With bonds at all-time lows and interest rates constantly in the media, there's a lot of misinformation going around. We asked our Motley Fool experts to separate facts from myths in the bond world. Here's what they had to say.
One big myth accepted by many people is that you can never lose money owning a bond or a bond fund. That myth comes from the idea that bonds are less risky than stocks and are thus a safe haven for those who don't want the risk of the stock market.
Yet bonds have their own risks. Interest rate movements change the value of bonds, and bonds with a long time horizon to maturity can experience big price swings even from small interest rate movements. Those fluctuations will affect how much you can get if you sell an individual bond before maturity. Bond funds can be even worse, as they typically don't have a set maturity date, so you might never earn back lost principal even if you hold the fund for years.
Moreover, when a business fails, bondholders often take a financial hit. In the final payouts, bondholders do have a spot in line ahead of shareholders, who are typically wiped out in bankruptcy and insolvency situations. But even some bond investors end up getting only pennies on the dollar, making it important for those who choose bonds other than government-backed Treasuries to look closely at the creditworthiness of the issuer before investing in its bonds.
One prevailing myth is that municipal bonds are completely tax-free and risk-free.
The one key benefit to municipal bonds is that their income is generally not subject to the federal income tax.
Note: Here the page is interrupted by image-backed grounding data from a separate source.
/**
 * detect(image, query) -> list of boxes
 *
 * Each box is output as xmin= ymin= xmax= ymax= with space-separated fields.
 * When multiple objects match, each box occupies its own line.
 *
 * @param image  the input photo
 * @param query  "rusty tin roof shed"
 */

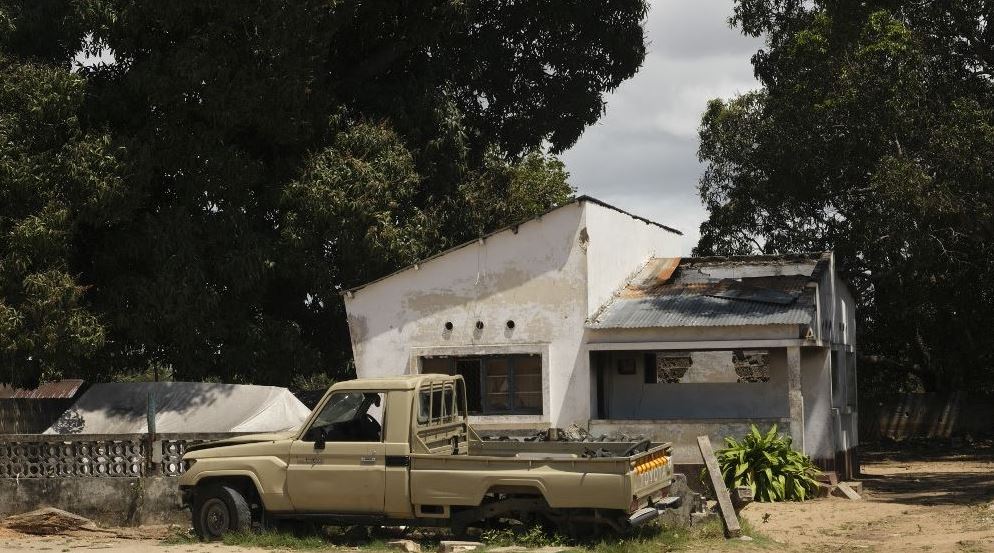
xmin=0 ymin=379 xmax=85 ymax=399
xmin=587 ymin=253 xmax=830 ymax=329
However, income from municipal bonds might be taxable at the federal level under the alternative minimum tax. Furthermore, income from municipal bonds could still be taxed at the state and local levels depending on your state. Many states exempt resident stakeholders from taxation on that state's municipal bonds but still tax holders of out-of-state municipal bonds. In all cases, capital gains from selling a municipal bond or bond fund are taxable.
When it comes to risk, defaults are rare but not unheard-of for municipal bonds. Bondholders should note that municipal defaults have concentrated in the housing and healthcare sectors.
As investment prospectuses everywhere read, past performance is no guarantee of future results. As many American cities' finances continue to worsen we will likely see more defaults similar to what happened with Detroit. If you aren't an expert, I recommend buying bond funds or exchange-traded funds, rather than individual bonds.
Index funds revolutionized stock investing by making it possible to buy hundreds of stocks yet pay only one inexpensive fee. When it comes to bonds, however, you may want to stick to actively managed funds.
Actively managed bond funds generally don't charge much more than a passive or indexed bond fund. Whereas the passive iShares High Yield Corporate Bond ETF (NYSEMKT:HYG) has an expense ratio of 0.5%, BlackRock's High Yield Bond Fund (BRHYX) recently reported a total expense ratio of 0.52%. The small difference is a price worth paying, particularly given that the actively managed fund has handily outperformed its benchmark.